Well if the goal was to slow down the initial colony rush I don't think it worked. Everything I have seen that is colonizable has been taken before turn 50. If I didn't take the ones near me, someone else already had colony ships on the way (including Mars in the Sol system).
So the planets are all taken, but with minimal pop on each. Research or production doesn't seem to have suffered as a result (as I said, I'm getting techs almost too quickly and I can building any ship in my tech base within about 2-3 turns).
And honestly a massive hit to pop growth doesn't seem to help Tall at all. It will take forever for a planet to grow to a decent pop level and since you get at least minimal output from the colony bases it still behooves you to grab as much as you can, as quickly as you can.
A few other things of note:
'Wealthy' is extremely beneficial now. +1 production on every colony when most colonies are making 1-3 raw is a HUGE increase.

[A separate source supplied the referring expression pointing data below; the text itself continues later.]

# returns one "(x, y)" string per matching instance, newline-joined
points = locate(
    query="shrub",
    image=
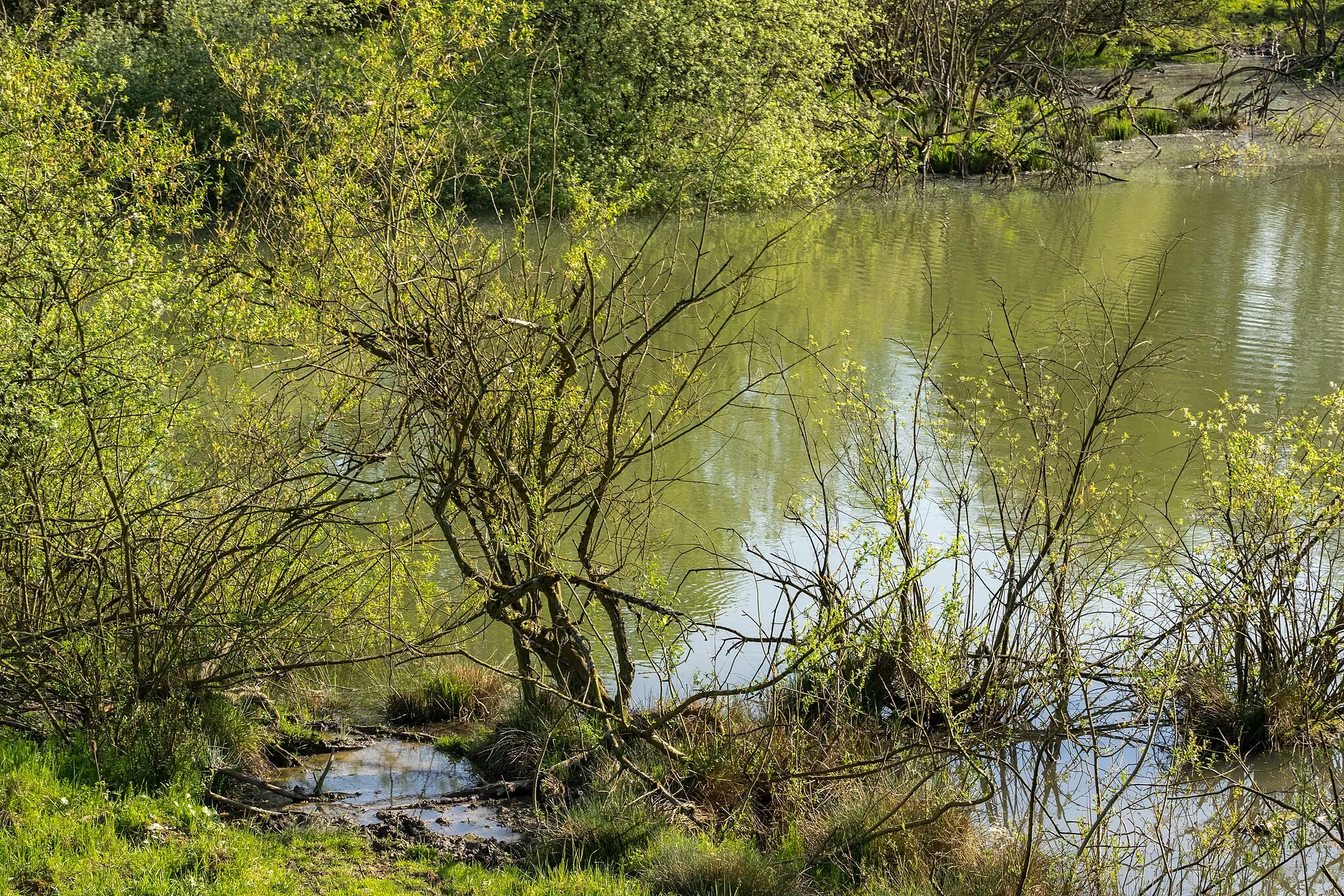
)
(692, 865)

Asteroid Bases are far more important than anything else now. My homeworld makes 8.57 production, FIVE of which comes from the nearby asteroids. That means that asteroids are basically make or break...if you have them, you're on easy street. If you don't you're likely to fall way behind. And what's the best way to get Asteroids? Yep, you got it, take every planet you can that has them nearby.
So yeah, I still don't see the benefit/rationale for reducing population growth buy such a severe fact. Maybe .05 instead?
As it stands now, population has gone from a major contributing factor to the economy to one of the weakest. I'd much rather than 5 colonies each with 1 pop and an Asteroid or two than 2 planets with 3 pop each and an asteroid or two. The former will produce 15-20 raw and the latter 8-10 raw. It's just no contest and it seems even more tilted in favor or wide now.
If you want to slow colony rush, remove the huge wad of cash that everyone starts with and make colony ships cost significantly more. That's the way MOO2 did it and it worked. You simply weren't able to produce large number of colony ships until you had tech'ed up and developed a bit. They were a massive drain on econ. Of course in MOO, you had to make the choice between production or science which is not necessary anymore in GC3 but even still if a colony ship took 15-20 (or more) turns to build you'd be a little more selective about where to send them.
Alternatively, you could make population growth a fraction of available pop on the planet. So then keeping a decent pop base on the world might pay off more short-term profit than flinging them out in penny-packets to every available world where it would take a long time to realize any benefit.
But as it stands in Retribution, the changes seemed to have ENCOURAGED colony spam and Wide, not discouraged it at all.